Are they sacrificing their careers for a pay cheque then?
Oh absolutely – for the last couple of years, fair enough. You come in in your early thirties, get a bundle of cash, don’t play every week but, as a young player, to come in and do that, it’s not worth the pennies. [Rickie Lambert’s move to Liverpool] makes sense because with them being in the Champions League, you play a lot of games, and if [Daniel Sturridge and Luis Suarez] are not scoring or injured you’ll get to play but I think when you’re a young player you’re just sacrificing your career and that’s just ridiculous. They’re not going to look back on the glory years of being on the Man City bench for four years, are they?

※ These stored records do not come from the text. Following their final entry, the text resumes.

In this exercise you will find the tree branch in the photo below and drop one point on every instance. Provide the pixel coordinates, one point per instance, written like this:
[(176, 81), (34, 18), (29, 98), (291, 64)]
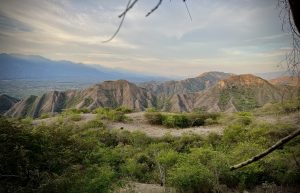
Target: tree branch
[(121, 23), (157, 5), (268, 151)]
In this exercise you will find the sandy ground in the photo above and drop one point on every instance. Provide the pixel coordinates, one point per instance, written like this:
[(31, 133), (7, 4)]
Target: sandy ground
[(138, 123)]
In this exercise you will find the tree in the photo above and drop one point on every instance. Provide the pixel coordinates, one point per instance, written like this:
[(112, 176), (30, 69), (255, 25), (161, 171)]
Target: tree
[(291, 18)]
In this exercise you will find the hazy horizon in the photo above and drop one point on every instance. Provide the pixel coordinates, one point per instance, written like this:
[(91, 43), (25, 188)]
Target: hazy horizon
[(233, 36)]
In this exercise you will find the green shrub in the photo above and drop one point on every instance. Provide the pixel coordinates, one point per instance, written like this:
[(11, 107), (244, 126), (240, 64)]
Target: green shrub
[(45, 116), (111, 114), (154, 118), (151, 110), (93, 124), (191, 178), (181, 120), (175, 120), (124, 110), (75, 117)]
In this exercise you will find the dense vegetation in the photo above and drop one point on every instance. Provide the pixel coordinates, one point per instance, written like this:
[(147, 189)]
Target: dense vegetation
[(65, 157), (181, 120)]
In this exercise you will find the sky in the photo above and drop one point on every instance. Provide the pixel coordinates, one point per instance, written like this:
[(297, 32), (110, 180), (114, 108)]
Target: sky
[(237, 36)]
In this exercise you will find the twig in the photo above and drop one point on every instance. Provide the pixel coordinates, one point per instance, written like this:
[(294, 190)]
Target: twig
[(128, 8), (156, 7), (268, 151), (187, 9), (120, 25)]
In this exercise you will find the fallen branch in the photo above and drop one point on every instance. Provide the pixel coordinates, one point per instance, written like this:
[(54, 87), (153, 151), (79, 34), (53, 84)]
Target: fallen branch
[(280, 143)]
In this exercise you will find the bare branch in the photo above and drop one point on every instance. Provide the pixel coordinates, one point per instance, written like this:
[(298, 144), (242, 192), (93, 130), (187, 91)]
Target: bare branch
[(120, 25), (128, 8), (268, 151), (156, 7), (187, 9)]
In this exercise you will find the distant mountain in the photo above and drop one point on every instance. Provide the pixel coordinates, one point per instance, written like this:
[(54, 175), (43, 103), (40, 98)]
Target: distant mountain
[(199, 83), (236, 93), (285, 80), (6, 102), (107, 94), (15, 66), (272, 75)]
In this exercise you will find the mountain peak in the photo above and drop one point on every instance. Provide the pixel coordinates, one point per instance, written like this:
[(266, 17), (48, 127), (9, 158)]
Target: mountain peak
[(242, 80)]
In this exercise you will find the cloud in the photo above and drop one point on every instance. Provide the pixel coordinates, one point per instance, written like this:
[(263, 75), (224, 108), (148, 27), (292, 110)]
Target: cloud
[(228, 35)]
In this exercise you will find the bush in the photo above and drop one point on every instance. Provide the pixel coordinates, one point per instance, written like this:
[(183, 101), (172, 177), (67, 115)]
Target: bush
[(181, 120), (191, 178), (75, 117), (175, 120), (124, 110), (93, 124), (154, 118), (111, 114)]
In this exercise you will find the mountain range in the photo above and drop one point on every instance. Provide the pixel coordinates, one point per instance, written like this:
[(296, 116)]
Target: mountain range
[(211, 91), (17, 66)]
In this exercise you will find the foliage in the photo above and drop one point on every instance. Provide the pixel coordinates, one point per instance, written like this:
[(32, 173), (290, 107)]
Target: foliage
[(117, 115), (181, 120), (67, 157), (93, 124)]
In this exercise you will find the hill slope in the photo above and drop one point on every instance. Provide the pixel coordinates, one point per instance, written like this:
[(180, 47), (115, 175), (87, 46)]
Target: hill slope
[(108, 94), (202, 82), (236, 93), (15, 66), (6, 102)]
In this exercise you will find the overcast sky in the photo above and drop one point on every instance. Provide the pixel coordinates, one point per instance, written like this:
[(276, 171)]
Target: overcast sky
[(239, 36)]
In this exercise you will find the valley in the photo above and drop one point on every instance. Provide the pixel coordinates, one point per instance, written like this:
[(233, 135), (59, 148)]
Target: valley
[(157, 136)]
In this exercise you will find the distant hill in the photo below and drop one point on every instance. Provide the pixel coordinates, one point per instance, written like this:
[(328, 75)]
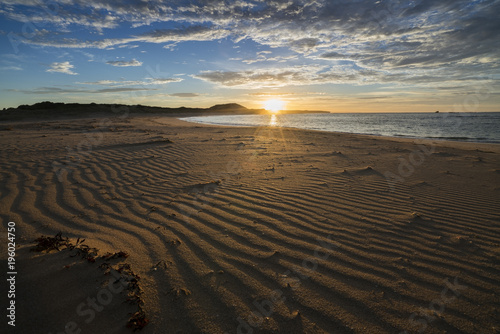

You’ve got to be realistic looking at the club you’re joining and think: ‘Will I be in that first XI, am I there yet?’ Perhaps you should hang on three years and then you will be but, if you’re not, then you can play instead of sitting there and making up the numbers.
I think City have invested a load of cash in their youth policy and the facilities there and, over the next few years, hopefully players will start coming through but, at the moment, you’re not seeing young City players coming through; I think that is an easy, simple way to try and manage that problem but dragging a player in from another Premier League team who’s on the rise, it’s not a good thing to do, it really isn’t.
Tell us about your album ‘La Petite Mort’ and why you chose the title.
The lyrics are about death and we wanted to reflect that in the title without being too morbid. La Petite Morte is French for the post-orgasmic stage so it is about death but it’s also a little tongue-in-cheek because obviously it’s a serious theme but the album is very uplifting, which is what James do a lot – take a dark lyric and put something uplifting behind that to counterbalance it, which is what the record is full of that.
Your single, ‘Moving On’, seems to reflect that balance.
In the west we’re terrible about dealing with death! It doesn’t exist as far as people are concerned but that’s different when you trace around the world. The Day of the Dead is a celebration of death and all your relatives and those you know who have died and it’s a very positive thing that brings death into everyday life. The people that have died are talked about but in the west we’re useless at this; we pretend it’s never going to happen but it is. I think that’s what we tried to do with the record in a liberating way, drawing attention to it without being dark or miserable.